El Cristianismo es, con mucho, la mayor de las religiones mundiales, pues casi un tercio de la población mundial se reconoce como perteneciente a alguna de sus múltiples denominaciones y hace presencia mayoritaria en tres continentes (Europa, América y Oceanía). Solo se le equiparan en alguna medida, en cuanto a cantidad de conversos se refiere, el Islam (la segunda más difundida del planeta; una de las religiones que más crece recientemente), el Hinduismo (mayoritario, como cabe esperar, en la India), el Animismo chino y el Budismo. Estas cinco religiones abarcan posiblemente las tres cuartas partes actuales de nuestra humanidad (somos unos siete mil millones de personas), mientras que aproximadamente una décima parte se declaran irreligiosos o abiertamente ateos. Ante estas cifras, no cabe duda de que las religiones constituyen, como mínimo, un factor de peso en la configuración de múltiples identidades culturales en toda la extensión del planeta. Para muchos de sus practicantes, por supuesto, significan mucho más que eso.
En particular, el Cristianismo ha dado tenido una influencia decisiva en la construcción ideológica del mundo moderno occidentalizado, desde múltiples vertientes (piénsese solamente en nuestra manera de contar y concebir el tiempo), sobre todo en relación al hecho de que una buena parte de su historia ha estado ligada a la del nacimiento de las naciones del continente europeo y a su posterior desarrollo como potencias coloniales de alcance mundial.

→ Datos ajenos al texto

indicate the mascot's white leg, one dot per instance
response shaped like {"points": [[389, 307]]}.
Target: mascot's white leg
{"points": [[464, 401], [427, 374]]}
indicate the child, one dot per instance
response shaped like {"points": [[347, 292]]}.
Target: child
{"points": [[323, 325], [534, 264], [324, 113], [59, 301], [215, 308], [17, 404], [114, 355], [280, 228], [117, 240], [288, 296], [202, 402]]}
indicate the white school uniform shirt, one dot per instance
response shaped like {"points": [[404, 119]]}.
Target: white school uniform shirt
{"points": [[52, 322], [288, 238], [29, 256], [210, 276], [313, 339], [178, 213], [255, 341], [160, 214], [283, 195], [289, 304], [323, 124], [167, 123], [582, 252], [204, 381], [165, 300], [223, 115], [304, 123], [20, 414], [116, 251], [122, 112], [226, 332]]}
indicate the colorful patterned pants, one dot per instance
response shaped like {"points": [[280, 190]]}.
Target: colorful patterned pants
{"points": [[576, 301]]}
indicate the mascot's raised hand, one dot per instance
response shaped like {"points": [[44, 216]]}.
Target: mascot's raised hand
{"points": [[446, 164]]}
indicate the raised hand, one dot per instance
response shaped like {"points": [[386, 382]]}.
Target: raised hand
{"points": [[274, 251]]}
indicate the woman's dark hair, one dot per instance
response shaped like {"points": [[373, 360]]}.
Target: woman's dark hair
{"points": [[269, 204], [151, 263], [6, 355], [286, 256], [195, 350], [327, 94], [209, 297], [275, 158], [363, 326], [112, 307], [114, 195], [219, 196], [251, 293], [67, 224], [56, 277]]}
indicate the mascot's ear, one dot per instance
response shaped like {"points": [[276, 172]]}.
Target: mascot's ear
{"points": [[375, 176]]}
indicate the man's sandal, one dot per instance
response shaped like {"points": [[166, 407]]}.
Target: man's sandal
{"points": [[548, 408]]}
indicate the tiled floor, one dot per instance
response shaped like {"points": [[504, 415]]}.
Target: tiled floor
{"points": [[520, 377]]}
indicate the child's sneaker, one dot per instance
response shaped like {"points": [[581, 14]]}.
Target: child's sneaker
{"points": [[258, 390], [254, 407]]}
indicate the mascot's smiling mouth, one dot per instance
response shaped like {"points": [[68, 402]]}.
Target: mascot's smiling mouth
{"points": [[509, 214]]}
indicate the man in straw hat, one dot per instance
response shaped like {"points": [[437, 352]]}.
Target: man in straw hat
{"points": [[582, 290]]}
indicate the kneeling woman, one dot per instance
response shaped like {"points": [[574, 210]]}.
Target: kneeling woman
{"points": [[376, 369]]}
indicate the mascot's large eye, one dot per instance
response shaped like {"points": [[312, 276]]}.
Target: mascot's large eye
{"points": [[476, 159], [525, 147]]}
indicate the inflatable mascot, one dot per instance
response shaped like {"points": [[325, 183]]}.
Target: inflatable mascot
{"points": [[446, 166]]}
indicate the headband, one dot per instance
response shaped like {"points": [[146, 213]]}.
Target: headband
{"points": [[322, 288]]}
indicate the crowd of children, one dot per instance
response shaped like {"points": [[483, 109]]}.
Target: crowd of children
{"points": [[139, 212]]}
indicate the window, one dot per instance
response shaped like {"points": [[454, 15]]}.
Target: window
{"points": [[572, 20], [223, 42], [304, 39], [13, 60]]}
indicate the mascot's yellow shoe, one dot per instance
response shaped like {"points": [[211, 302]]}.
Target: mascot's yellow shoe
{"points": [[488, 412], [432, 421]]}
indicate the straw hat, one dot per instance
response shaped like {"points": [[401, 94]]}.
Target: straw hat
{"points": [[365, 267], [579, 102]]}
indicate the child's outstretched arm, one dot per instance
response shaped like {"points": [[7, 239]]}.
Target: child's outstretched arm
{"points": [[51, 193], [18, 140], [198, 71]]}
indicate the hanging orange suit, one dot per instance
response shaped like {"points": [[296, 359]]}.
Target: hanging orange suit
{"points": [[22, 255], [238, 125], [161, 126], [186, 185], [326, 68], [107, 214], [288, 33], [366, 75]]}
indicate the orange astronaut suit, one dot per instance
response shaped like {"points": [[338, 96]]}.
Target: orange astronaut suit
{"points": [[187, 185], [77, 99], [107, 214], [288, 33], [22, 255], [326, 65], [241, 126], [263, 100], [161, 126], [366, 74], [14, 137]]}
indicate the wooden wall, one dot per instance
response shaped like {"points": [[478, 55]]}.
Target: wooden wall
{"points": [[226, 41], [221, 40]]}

Así, el Cristianismo inicia “oficialmente” con la venida de Jesús de Nazaret al mundo (su concepción y nacimiento milagroso de una virgen adolescente tras serle anunciado por el ángel Gabriel, el año 1 de la era cristiana), aproximadamente en el año 28 del principado del emperador Augusto en Roma, en la tierra santa de Palestina, en Belén de Judá, el pequeño poblado donde había nacido, casi mil años antes, el rey David. Este aspecto milagroso de su venida constituye un precedente de su misión profética posterior, caracterizada por la realización de multitud de milagros, públicos y privados, como prueba validadora de su vocación. Todo lo que se conoce de la vida y los hechos de Jesús en la tierra está relatado en los Evangelios, que si bien llegaron a ser quizá más de una centena en los primeros tiempos del Cristianismo, fueron fijados y reducidos a cuatro evangelios canónicos desde mediados del siglo II después de Cristo.
De aquellos evangelios rechazados en su momento persistieron algunas tradiciones acerca de la infancia de Jesús, recogidas también por el Islam, que ratifican su carácter milagroso, como que habló de pequeño en la cuna, o que dio vida a unas palomas de arcilla que había moldeado con sus manos. Sin embargo, es poco lo que se conoce de su infancia y juventud, debido a que inició su vida pública solo hasta los treinta años, y casi todo lo referente a la época anterior se encuentra relatado en el evangelio sinóptico de Lucas, en tanto que permanecen muchas lagunas de este tiempo, que han dado pie a numerosas hipótesis de difícil prueba.
Pero quizá uno de los sucesos más notorios de aquellos primeros años de su juventud, relatado en el capítulo 2 del evangelio de Lucas, es la de su estancia en el Templo de Jerusalén, a los doce años, mientras sus padres retornaban a Nazaret, confiados cada uno en que era el otro el que lo llevaba. Cuando los asustados padres se percataron del error y retornaron a Jerusalén, tres días después, encontraron al niño entre los maestros teólogos y los grandes rabinos del Templo, dilucidando con ellos profundas cuestiones de la Ley y los Profetas, los libros sagrados del Judaísmo, en un momento casi mágico donde los maestros y los rabinos se asombraban de su conocimiento y de su sabiduría. Ante el reclamo de sus padres, que se hallaban angustiados por su pérdida, Jesús les respondió que le era necesario estar en la Casa y en las cosas de su Padre, lo que ellos no entendieron.
Siguen luego unos años oscuros de su biografía, donde se ha propuesto que realizó las más diversas actividades, desde el sencillo oficio de carpintero de su familia, hasta entrar en contacto con las sectas místicas y esotéricas de su época, como los esenios y los terapeutas; desde viajes iniciáticos a la India, la China o incluso América, hasta conseguir una pareja y casarse, y muchas más. Todas estas ideas parten, por supuesto, de suposiciones e indicios más bien débiles y a lo largo del tiempo han sido rechazadas por los estamentos más ortodoxos, que se quedan preferentemente con la idea de Jesús viviendo una sencilla y austera de carpintero en su pequeña Nazaret, antes de que cumpliera los treinta años y antes de que, ante el advenimiento de la prédica y la vocación precursora de Juan el Bautista, Jesús empezara su vida pública y su misión profética, la anunciación de su evangelio, la buena nueva que habría de llegar con el tiempo a todos los rincones del mundo.